I think the issue is with % escape(p). I'm trying to take the contents of that <p> out. Am I not supposed to use escape?
Also having an issue with the line:
page = BeautifulSoup(urllib2.urlopen("%s") % a["href"])
That's what I want to do, but again running into errors and wondering if there's an alternate way of doing it. Just trying to collect the links I found from previous lines and run it through BeautifulSoup again.
You have to investigate (using pdb) why one of your links is returned as None instance.
In particular: the traceback is self-speaking. The escape() is called with None. So you have to investigate which argument is None...it's one of of your items in 'links'. So why is one of your items None?

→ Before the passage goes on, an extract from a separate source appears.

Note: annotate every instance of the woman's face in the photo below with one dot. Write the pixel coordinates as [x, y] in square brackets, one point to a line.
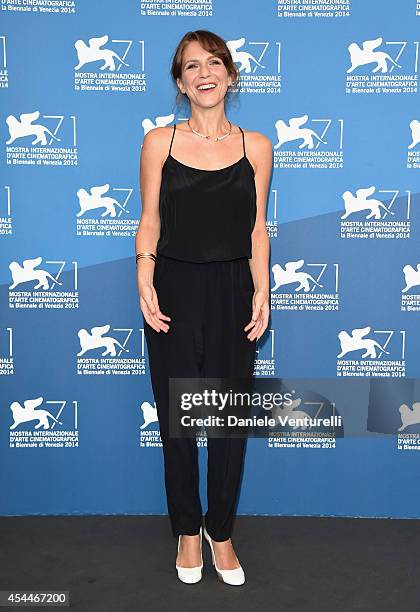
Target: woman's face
[201, 67]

Likely because one of your calls to
def is_talk_anchor(tag):
return tag.name == "a" and tag.findParent("dt", "thumbnail")
returns None because tag.findParent("dt", "thumbnail") returns None (due to your given HTML input).
So you have to check or filter your items in 'links' for None (or adjust your parser code above) in order to pickup only existing links according to your needs.
And please read your tracebacks carefully and think about what the problem might be - tracebacks are very helpful and provide you with valuable information about your problem.